3. Behavior Patterns
Verdict: Mixed signals
The surge in DCA (Dollar Cost Averaging) strategies and passive investing suggests maturity. But the proliferation of “get-rich-quick” trading courses and social media influencers peddling complex derivatives points to euphoria in subsegments.
What French Investors Should Actually Do
Rather than timing the market based on dinner conversation frequency, focus on fundamentals:
1. Verify your bubble exposure
If your social circle is discussing ETF World allocations and PEA tax optimization, you’re in a financially literate bubble, not necessarily a market bubble. Check national statistics for perspective.
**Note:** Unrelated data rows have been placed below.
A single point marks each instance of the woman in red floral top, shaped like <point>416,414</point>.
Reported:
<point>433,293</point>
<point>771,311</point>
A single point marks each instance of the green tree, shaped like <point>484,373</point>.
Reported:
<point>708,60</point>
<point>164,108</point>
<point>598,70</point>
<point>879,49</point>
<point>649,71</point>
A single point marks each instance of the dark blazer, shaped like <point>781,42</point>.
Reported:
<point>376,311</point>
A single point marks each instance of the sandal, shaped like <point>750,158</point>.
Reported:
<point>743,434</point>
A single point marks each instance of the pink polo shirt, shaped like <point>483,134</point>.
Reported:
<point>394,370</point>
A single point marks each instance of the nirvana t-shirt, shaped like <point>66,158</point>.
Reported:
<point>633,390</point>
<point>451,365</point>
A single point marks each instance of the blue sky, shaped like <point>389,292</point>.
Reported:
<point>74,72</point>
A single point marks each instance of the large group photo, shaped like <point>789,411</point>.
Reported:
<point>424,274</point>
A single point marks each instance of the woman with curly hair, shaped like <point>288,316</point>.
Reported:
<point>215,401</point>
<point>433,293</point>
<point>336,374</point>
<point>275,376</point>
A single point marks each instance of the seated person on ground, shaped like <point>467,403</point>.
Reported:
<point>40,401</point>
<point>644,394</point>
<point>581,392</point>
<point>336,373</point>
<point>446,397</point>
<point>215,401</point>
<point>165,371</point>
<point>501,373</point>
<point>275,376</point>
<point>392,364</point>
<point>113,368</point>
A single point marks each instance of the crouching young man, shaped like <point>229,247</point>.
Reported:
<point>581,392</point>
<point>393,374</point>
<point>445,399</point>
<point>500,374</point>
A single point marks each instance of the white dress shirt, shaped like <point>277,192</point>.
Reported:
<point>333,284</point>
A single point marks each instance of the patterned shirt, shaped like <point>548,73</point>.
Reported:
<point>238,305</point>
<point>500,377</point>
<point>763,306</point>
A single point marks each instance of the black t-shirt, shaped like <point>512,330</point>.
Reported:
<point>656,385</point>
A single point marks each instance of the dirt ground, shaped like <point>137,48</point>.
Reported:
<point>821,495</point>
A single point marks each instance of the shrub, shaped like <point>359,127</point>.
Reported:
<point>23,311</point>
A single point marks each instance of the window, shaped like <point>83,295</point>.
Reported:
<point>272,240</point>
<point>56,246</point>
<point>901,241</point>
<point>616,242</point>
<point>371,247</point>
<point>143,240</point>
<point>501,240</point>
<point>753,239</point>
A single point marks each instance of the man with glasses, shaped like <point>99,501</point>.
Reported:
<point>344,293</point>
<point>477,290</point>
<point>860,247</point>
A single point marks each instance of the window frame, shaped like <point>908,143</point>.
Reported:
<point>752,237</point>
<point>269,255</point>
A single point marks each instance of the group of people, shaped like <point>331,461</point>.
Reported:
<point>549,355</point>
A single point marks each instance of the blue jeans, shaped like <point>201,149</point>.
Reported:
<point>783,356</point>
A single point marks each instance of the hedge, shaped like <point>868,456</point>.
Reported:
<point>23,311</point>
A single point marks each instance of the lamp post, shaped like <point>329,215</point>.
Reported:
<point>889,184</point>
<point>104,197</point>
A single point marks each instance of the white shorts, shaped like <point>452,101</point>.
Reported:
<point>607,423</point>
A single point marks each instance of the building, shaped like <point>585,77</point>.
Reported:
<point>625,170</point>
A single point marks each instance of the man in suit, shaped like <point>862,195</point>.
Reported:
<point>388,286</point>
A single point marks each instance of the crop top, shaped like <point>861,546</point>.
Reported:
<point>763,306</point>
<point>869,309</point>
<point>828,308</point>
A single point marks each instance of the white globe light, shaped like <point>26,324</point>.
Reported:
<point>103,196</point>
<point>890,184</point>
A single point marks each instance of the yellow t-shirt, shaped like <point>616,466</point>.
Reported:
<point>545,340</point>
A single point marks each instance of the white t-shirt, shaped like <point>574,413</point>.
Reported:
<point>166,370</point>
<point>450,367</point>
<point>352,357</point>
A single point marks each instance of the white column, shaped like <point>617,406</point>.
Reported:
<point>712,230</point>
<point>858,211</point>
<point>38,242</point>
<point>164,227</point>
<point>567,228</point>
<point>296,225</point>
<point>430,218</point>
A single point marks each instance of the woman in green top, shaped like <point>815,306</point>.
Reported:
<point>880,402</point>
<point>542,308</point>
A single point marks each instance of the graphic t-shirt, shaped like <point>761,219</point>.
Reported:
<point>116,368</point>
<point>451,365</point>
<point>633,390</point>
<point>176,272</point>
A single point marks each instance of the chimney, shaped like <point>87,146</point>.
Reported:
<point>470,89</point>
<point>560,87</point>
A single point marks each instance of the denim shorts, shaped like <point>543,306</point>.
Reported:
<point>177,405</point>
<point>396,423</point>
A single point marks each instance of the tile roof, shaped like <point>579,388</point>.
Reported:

2. Beware the crypto gateway
If your first investment was crypto, pause before chasing the next shiny token. The AMF found crypto is the first “financial asset” for many new investors, a risky foundation.
3. Leverage the fee war wisely
Use platforms like Trade Republic or XTB for their zero-commission features, but don’t trade more just because it’s cheap. The best investment is often the one you don’t make.
4. Remember the PEA’s purpose
The five-year tax exemption encourages long-term holding. If you’re day trading within a PEA, you’re missing the point and likely overtrading.
5. Diversify beyond the echo chamber
French investors overconcentrate in European assets. Use PEA-eligible international ETFs to capture global growth, but don’t neglect traditional assurance-vie for estate planning advantages.
The Bottom Line
The shoeshine boy anecdote warns when everyone invests. In France, we’re not there yet. What we’re seeing is the financialization of savings (transformation of savings into financial assets) that Anglo-Saxon markets completed decades ago.
The real risk isn’t a 1929-style crash triggered by universal participation. It’s that new investors, lured by zero fees and crypto hype, lack the patience to weather inevitable corrections. The 4x growth in ETF investors since 2019 will face its first serious test during the next downturn.
Your cousin’s ETF knowledge isn’t the bubble signal. The signal is whether he’ll hold or panic-sell when markets drop 20%. That’s the difference between democratization and speculation.
For now, the data suggests France is maturing, not bubbling. But as any good French wine enthusiast knows, the best vintages require patience. The same applies to investing.